— С рисом, Сань. Или с мясом любишь?
— А, это ты! Терпеть не могу голубцов. Другое дело, если яичница. Глазунья из трех яиц, чтобы скворчала на сковородке. И сало тоже… шкварочкой-шкварочкой запекалось рядом…
Второй день прошел, как в гриппозном нестойком сне. Симон Львович вкатил мне двойку в дневник и раздраженно спросил:
— Интересно, о чем ты думаешь, если не отличаешь дательный падеж от винительного и пропускаешь каждую третью букву?
— Я думаю, — чистосердечно признался я, — о крымских чебуреках! Дешево, вкусно… А как питательно пахнут…
Весь класс, кроме Сашки Бесюгина, зашелся смехом: ну, дает Абаза!

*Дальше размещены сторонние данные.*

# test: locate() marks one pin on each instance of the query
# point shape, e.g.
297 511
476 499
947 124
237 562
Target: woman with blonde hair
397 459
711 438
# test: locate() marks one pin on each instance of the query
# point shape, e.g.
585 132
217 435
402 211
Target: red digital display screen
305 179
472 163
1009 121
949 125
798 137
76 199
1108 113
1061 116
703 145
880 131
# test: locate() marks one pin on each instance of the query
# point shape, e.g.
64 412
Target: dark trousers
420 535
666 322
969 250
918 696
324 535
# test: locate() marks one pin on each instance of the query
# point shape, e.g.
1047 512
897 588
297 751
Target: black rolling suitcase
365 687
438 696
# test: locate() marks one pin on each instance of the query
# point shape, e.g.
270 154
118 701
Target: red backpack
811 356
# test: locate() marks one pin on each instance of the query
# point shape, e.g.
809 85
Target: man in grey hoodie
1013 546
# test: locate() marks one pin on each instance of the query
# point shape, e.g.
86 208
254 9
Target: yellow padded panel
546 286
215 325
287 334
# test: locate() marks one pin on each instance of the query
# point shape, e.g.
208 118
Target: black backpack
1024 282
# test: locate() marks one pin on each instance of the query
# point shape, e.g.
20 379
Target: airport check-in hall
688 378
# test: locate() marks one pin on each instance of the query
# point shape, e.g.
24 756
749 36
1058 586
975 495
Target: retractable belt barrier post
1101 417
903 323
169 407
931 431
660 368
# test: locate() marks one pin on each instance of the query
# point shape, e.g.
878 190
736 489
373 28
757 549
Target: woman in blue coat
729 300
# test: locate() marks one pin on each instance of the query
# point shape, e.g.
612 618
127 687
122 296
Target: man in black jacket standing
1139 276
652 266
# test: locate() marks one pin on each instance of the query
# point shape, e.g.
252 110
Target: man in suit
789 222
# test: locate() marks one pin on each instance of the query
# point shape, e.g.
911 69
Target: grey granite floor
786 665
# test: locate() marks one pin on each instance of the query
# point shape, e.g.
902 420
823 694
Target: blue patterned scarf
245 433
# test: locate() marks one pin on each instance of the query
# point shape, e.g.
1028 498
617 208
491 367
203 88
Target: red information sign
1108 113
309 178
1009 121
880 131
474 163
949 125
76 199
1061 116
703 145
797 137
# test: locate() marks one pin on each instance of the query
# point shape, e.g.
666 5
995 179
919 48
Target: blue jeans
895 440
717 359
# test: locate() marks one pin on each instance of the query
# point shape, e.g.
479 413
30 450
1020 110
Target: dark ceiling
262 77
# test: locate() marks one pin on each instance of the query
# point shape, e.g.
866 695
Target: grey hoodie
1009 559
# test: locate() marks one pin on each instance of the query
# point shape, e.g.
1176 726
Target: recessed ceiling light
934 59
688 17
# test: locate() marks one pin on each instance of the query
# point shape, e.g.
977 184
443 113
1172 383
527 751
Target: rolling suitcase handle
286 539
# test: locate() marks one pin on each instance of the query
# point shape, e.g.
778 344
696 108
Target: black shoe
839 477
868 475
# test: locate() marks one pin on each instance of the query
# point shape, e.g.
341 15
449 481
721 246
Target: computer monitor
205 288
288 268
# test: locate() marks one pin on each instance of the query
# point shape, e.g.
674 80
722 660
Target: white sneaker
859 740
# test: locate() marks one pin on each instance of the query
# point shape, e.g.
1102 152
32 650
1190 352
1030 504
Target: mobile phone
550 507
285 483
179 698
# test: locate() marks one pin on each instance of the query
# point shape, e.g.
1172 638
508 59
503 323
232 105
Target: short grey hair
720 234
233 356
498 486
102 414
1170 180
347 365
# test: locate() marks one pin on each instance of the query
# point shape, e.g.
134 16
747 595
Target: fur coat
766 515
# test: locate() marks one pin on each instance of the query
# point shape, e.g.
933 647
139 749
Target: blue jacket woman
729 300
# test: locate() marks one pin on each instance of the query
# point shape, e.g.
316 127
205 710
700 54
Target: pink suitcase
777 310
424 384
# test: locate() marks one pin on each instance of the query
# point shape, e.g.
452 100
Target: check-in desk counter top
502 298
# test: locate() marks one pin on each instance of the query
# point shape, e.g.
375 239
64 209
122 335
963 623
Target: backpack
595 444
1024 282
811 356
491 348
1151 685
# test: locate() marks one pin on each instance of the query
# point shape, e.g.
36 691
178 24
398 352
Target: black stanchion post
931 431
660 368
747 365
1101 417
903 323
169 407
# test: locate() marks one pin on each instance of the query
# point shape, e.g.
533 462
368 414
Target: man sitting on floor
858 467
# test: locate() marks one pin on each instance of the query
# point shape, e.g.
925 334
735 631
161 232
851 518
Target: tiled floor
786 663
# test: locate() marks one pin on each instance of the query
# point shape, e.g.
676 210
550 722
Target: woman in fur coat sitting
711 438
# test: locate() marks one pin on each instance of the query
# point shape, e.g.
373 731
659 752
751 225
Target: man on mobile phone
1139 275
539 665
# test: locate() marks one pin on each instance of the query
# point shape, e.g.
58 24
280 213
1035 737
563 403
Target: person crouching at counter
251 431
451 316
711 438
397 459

И Симон Львович, видно, что-то почуял.
— Верно, верно, — примирительно сказал он, — со мной тоже случается… захочется вдруг блинов, и все из головы вон.
Вечером мама спросила:
— Ты не заболел? Осунулся, и глаза мне не нравятся, измерь температуру.

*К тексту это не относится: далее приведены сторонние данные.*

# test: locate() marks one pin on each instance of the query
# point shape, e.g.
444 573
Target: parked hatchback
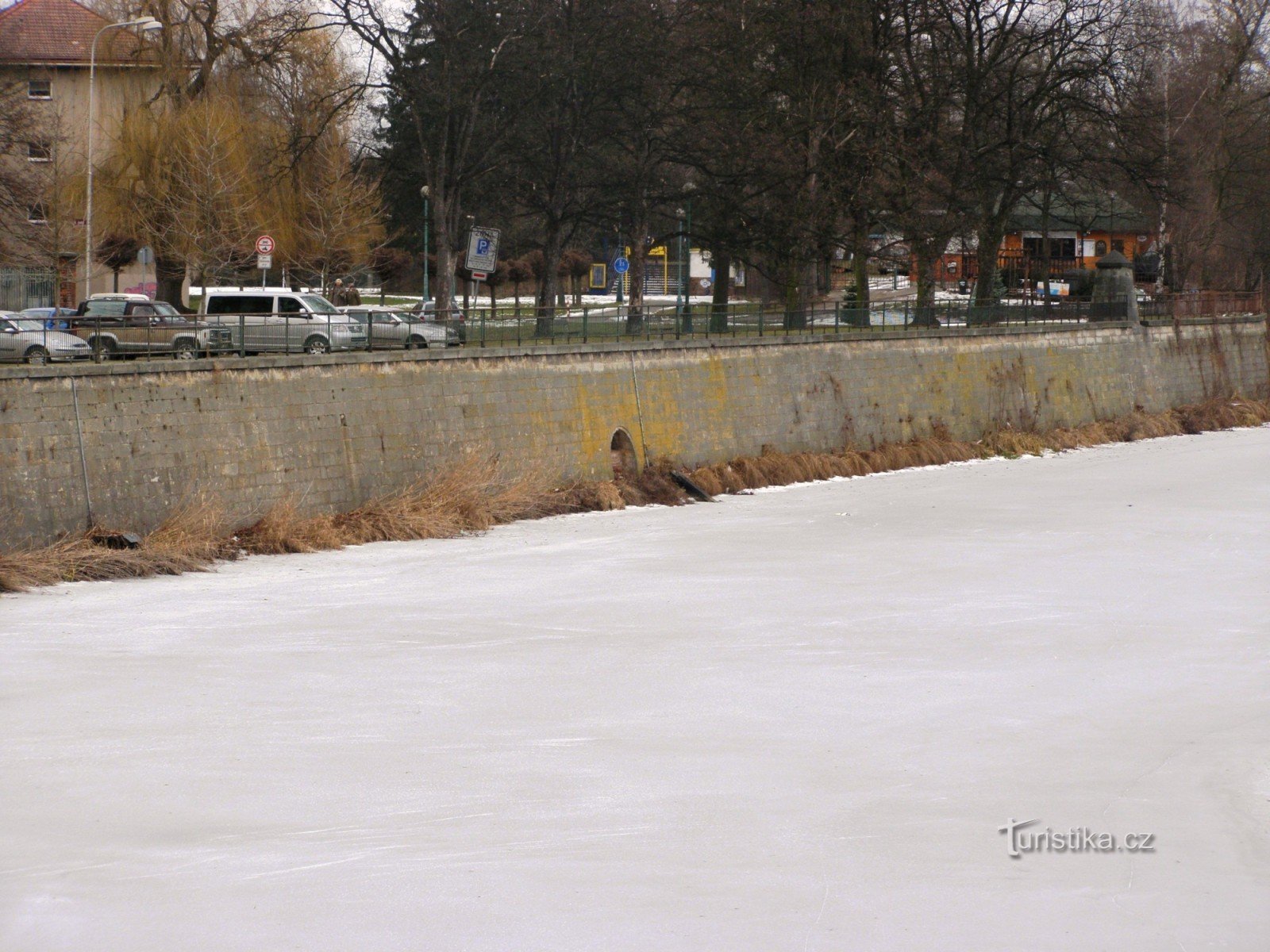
452 321
27 340
127 325
391 328
283 321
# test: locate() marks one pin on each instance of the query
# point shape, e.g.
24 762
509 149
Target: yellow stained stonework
330 432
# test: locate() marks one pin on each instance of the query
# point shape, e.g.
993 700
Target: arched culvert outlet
622 451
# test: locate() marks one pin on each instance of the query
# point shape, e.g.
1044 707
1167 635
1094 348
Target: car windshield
318 304
112 309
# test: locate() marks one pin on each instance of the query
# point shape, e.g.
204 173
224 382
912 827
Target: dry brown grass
190 539
470 497
478 494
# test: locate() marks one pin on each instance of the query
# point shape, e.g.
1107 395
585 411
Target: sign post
264 257
482 251
146 255
620 267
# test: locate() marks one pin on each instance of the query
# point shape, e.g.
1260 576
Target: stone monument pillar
1114 285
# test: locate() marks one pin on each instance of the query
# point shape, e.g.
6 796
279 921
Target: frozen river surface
787 721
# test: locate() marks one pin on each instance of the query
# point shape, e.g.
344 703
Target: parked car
452 319
29 340
54 317
393 328
283 321
127 325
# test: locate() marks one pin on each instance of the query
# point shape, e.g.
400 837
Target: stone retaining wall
333 431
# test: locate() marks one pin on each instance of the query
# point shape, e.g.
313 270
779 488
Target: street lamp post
427 220
687 270
679 283
148 25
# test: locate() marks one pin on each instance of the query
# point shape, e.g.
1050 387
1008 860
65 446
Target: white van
283 321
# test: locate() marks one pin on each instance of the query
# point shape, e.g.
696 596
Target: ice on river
795 720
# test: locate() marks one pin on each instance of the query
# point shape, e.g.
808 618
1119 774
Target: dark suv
133 324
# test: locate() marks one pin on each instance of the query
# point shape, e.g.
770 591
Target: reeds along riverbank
479 494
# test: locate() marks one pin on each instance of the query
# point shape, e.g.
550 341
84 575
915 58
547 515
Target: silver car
29 340
391 328
283 321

Но честный градусник показал тридцать шесть и пять. Язык был нормально розовый и слюнявый. Я лежал в постели и не спал. Старался представить другую жизнь, ту, что предстояла, ради которой я сейчас терзал себя. Воображал: громадный-громадный лес, и кругом, на много километров, ни души… Но тут же в голову приходило: в каждом лесу можно найти хоть что-нибудь съедобное: гриб, ягоду, орех… на самый худой конец можно пожевать листья, траву…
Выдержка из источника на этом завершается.